Download the example dataset from Figshare (doi: 10.6084/m9.figshare.30676556). The download is skipped automatically if the files already exist.
[3]:
import urllib.request
import os
data_dir = "Align_modality_example_data"
os.makedirs(data_dir, exist_ok=True)
files = {
"CODEX_data.tif": "https://ndownloader.figshare.com/files/62503219", # Target image (~411 MB)
"cytassist_image.tiff": "https://ndownloader.figshare.com/files/62503225", # Moving image (~17 MB)
"tissue_positions_list.csv": "https://ndownloader.figshare.com/files/62503207", # Visium spot coordinates
}
for filename, url in files.items():
filepath = os.path.join(data_dir, filename)
if os.path.exists(filepath):
print(f"Already exists: {filepath}")
else:
print(f"Downloading {filename}...")
urllib.request.urlretrieve(url, filepath)
print(f" Saved to {filepath}")
Already exists: Align_modality_example_data/CODEX_data.tif
Already exists: Align_modality_example_data/cytassist_image.tiff
Already exists: Align_modality_example_data/tissue_positions_list.csv
[4]:
# --- File Paths ---
im_target_path = 'Align_modality_example_data/CODEX_data.tif' # Target (reference) image
im_moving_path = 'Align_modality_example_data/cytassist_image.tiff' # Moving image (to be aligned)
# (Optional) Visium spot coordinate files
input_visium_coords_path = 'Align_modality_example_data/tissue_positions_list.csv'
output_visium_coords_path = 'Align_modality_example_data/transformed_tissue_positions_list.csv'
# --- Image Parameters ---
scale_factor_target = 15 # Downscale factor for target image
scale_factor_moving = 1 # Downscale factor for moving image
flip_moving_image = True # Set True if images are mirrored
# --- Transform Type ---
find_transform_func = cv2.estimateAffinePartial2D # or cv2.findHomography
Step 3: Load and Preprocess Images¶
Load the target and moving images, apply optional mirroring, and downscale for faster keypoint detection.
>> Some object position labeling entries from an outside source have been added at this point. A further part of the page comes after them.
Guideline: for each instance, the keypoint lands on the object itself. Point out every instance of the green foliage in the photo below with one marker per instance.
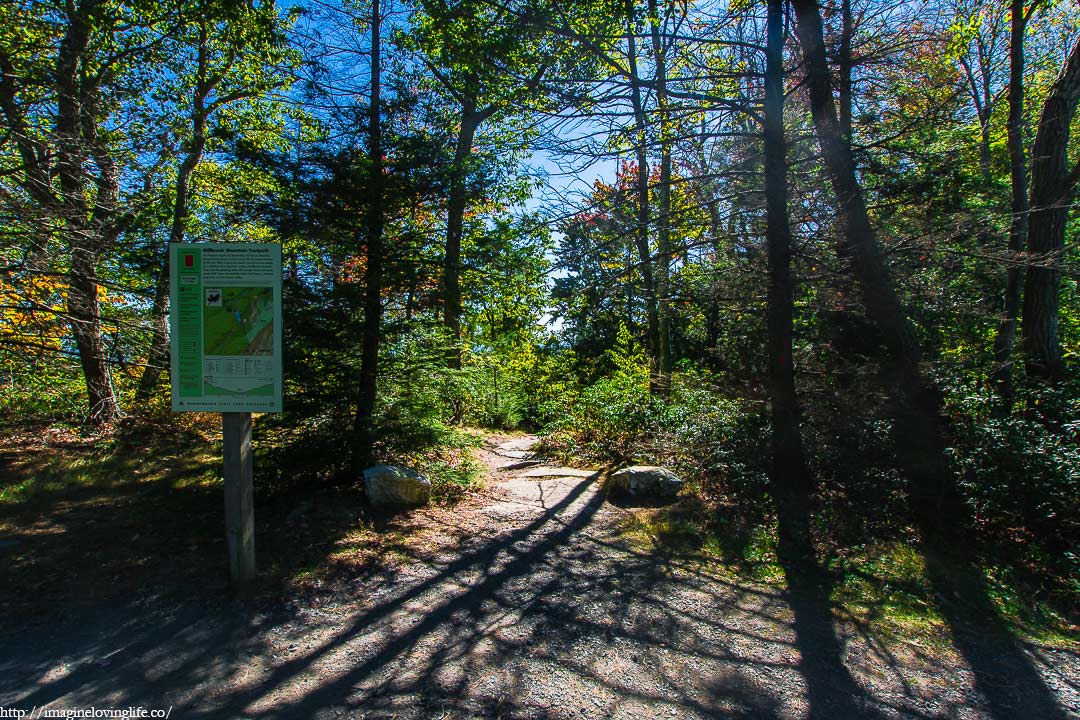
(1021, 473)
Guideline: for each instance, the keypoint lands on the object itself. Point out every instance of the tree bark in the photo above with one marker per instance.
(664, 209)
(1017, 228)
(455, 229)
(642, 186)
(846, 63)
(159, 356)
(364, 440)
(76, 107)
(918, 426)
(1052, 187)
(790, 477)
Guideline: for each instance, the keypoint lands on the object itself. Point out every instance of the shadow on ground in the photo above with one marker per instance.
(552, 616)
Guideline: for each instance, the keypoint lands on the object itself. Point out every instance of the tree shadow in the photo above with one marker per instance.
(1003, 674)
(832, 691)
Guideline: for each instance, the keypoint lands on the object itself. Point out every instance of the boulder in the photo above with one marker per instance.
(647, 481)
(395, 487)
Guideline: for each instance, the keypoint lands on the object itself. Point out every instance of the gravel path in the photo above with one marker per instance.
(528, 606)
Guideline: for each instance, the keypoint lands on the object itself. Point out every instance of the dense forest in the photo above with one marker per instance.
(819, 257)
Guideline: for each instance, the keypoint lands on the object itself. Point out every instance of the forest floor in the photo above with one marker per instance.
(528, 599)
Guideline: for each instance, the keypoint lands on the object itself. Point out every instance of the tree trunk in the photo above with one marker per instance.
(455, 226)
(159, 355)
(788, 475)
(364, 432)
(642, 231)
(1017, 228)
(846, 63)
(664, 209)
(918, 424)
(75, 114)
(1052, 186)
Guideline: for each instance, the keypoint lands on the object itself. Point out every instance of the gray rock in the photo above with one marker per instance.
(395, 487)
(647, 481)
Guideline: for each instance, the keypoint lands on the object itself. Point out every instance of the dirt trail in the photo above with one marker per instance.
(530, 606)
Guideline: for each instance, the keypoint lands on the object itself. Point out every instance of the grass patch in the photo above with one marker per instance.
(882, 585)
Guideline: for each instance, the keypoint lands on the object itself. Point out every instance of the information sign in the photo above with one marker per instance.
(226, 327)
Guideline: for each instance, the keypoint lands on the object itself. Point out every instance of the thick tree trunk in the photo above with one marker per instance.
(76, 110)
(790, 477)
(85, 316)
(1017, 227)
(642, 186)
(159, 356)
(364, 439)
(664, 209)
(1052, 186)
(455, 229)
(918, 424)
(846, 64)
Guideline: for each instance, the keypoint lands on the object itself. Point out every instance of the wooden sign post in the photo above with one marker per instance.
(239, 494)
(225, 324)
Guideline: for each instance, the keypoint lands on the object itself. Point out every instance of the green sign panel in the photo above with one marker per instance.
(226, 327)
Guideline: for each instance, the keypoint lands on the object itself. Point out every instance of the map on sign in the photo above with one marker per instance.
(226, 327)
(239, 321)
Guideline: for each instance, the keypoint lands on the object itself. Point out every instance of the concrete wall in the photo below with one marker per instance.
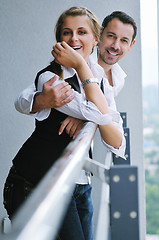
(26, 39)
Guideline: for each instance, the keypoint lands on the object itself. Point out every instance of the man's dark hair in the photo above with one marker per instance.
(123, 17)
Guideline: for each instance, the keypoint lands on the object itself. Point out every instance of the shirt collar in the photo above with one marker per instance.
(96, 69)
The downscaled images are used for alignment; the full-resolution images are transformed later.
[5]:
# Load images
im_target_full_res = tifffile.imread(im_target_path)
im_target_full_res = np.sum(im_target_full_res, axis=0) # Sum across channels for multi-channel TIFFs
im_moving_full_res = io.imread(im_moving_path)
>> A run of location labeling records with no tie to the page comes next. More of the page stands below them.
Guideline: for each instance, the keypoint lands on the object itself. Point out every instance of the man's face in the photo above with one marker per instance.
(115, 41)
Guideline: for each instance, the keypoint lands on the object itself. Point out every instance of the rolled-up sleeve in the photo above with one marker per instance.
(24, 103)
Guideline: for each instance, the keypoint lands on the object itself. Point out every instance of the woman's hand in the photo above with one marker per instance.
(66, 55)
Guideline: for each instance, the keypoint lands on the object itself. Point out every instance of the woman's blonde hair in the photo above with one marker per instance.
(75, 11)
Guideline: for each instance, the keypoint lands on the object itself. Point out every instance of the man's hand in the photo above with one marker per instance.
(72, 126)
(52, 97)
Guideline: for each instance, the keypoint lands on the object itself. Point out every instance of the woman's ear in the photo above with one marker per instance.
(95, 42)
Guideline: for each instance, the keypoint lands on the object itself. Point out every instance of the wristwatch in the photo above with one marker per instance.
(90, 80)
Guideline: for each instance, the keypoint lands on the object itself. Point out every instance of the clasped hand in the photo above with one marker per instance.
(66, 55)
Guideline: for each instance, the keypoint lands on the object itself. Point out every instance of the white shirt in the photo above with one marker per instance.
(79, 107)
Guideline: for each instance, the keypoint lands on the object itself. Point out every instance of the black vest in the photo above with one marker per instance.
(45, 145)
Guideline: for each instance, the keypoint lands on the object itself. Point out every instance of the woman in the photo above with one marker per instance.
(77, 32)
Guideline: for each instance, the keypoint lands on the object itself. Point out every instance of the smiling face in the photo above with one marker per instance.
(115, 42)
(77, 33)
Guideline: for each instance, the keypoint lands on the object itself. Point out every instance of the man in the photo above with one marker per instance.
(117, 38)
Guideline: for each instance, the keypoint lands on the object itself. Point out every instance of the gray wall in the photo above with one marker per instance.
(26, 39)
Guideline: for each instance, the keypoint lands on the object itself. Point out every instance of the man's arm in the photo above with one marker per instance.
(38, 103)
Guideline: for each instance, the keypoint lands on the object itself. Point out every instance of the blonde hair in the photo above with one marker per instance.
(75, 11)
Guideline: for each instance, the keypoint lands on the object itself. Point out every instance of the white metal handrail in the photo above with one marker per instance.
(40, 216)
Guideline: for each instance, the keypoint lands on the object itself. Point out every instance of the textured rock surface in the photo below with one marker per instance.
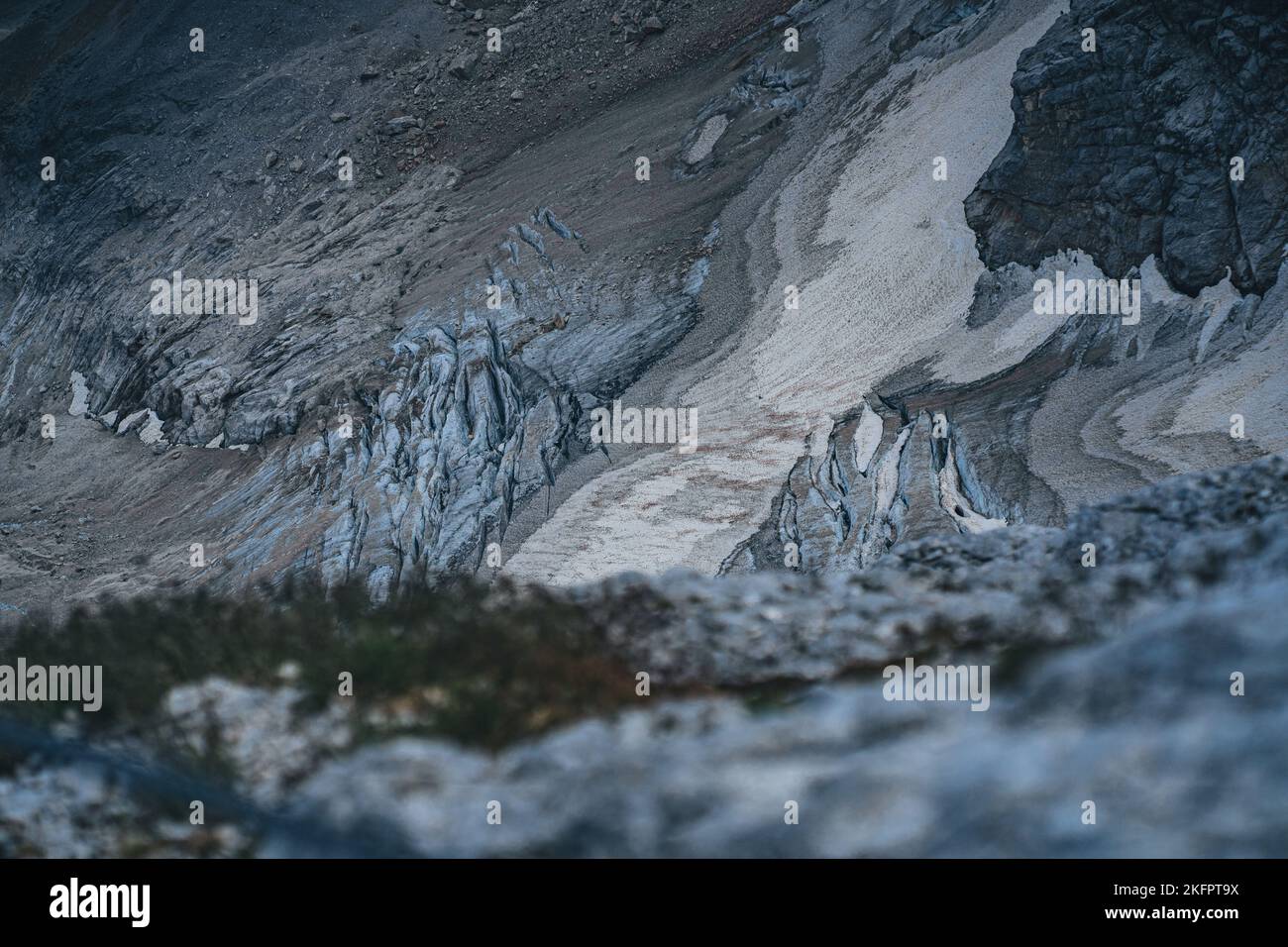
(1109, 684)
(1126, 153)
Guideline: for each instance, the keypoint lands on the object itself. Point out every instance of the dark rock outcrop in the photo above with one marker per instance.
(1126, 153)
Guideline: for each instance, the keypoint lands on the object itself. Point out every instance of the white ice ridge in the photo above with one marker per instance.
(903, 268)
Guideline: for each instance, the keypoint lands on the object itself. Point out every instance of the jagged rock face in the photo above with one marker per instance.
(375, 292)
(1126, 153)
(1108, 682)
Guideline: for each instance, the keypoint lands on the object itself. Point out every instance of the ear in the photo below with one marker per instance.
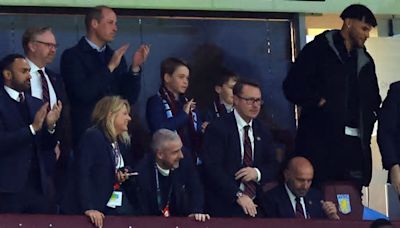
(7, 75)
(217, 89)
(167, 78)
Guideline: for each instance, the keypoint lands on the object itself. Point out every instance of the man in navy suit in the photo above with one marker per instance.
(26, 142)
(168, 183)
(389, 134)
(295, 198)
(238, 156)
(40, 48)
(92, 70)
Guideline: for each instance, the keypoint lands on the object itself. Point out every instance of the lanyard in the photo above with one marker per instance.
(165, 210)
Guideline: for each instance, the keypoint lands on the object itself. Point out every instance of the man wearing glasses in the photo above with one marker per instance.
(40, 46)
(238, 156)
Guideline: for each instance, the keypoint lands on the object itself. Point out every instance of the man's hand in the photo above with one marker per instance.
(117, 56)
(96, 217)
(39, 117)
(330, 210)
(395, 177)
(140, 56)
(200, 217)
(189, 106)
(247, 204)
(54, 114)
(246, 174)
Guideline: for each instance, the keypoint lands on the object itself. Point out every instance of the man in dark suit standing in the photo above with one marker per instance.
(26, 142)
(168, 183)
(92, 70)
(40, 48)
(238, 156)
(389, 134)
(295, 198)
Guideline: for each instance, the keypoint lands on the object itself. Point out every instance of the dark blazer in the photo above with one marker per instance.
(157, 119)
(187, 192)
(221, 156)
(17, 145)
(276, 204)
(87, 79)
(95, 170)
(389, 127)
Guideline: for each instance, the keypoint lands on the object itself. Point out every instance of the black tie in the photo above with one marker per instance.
(250, 187)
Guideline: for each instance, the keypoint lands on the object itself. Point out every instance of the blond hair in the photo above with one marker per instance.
(104, 114)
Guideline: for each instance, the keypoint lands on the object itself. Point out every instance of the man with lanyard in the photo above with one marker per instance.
(168, 183)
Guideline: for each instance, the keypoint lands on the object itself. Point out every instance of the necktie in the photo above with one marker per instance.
(21, 97)
(250, 187)
(299, 209)
(45, 89)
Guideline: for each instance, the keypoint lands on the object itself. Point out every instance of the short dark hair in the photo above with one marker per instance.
(237, 89)
(169, 65)
(224, 76)
(380, 222)
(95, 13)
(7, 61)
(30, 35)
(360, 12)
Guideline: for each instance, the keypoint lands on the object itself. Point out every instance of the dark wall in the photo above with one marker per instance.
(256, 48)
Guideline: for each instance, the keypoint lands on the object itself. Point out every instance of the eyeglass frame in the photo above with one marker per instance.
(251, 100)
(49, 45)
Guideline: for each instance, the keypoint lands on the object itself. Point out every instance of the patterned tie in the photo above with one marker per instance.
(299, 209)
(45, 89)
(250, 187)
(21, 97)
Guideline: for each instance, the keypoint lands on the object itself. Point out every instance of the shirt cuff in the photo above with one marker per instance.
(258, 175)
(32, 130)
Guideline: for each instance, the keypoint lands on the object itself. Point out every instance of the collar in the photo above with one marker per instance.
(241, 123)
(94, 46)
(34, 67)
(12, 93)
(164, 172)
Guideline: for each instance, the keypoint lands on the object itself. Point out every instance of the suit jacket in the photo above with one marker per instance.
(95, 170)
(389, 127)
(277, 203)
(221, 156)
(187, 192)
(87, 80)
(17, 145)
# Fix channel-first layout if needed
if im_target_full_res.shape[0] == 3:
im_target_full_res = np.moveaxis(im_target_full_res, 0, -1)
if im_moving_full_res.shape[0] == 3:
im_moving_full_res = np.moveaxis(im_moving_full_res, 0, -1)
# Flip moving image if mirrored
if flip_moving_image:
im_moving_full_res = cv2.flip(im_moving_full_res, 1)
# Downscale
im_target = block_reduce_image(im_target_full_res, scale_factor_target)
im_moving = block_reduce_image(im_moving_full_res, scale_factor_moving)
# Convert to 8-bit
im_target = convert_im_to_8bit(im_target)
im_moving = convert_im_to_8bit(im_moving)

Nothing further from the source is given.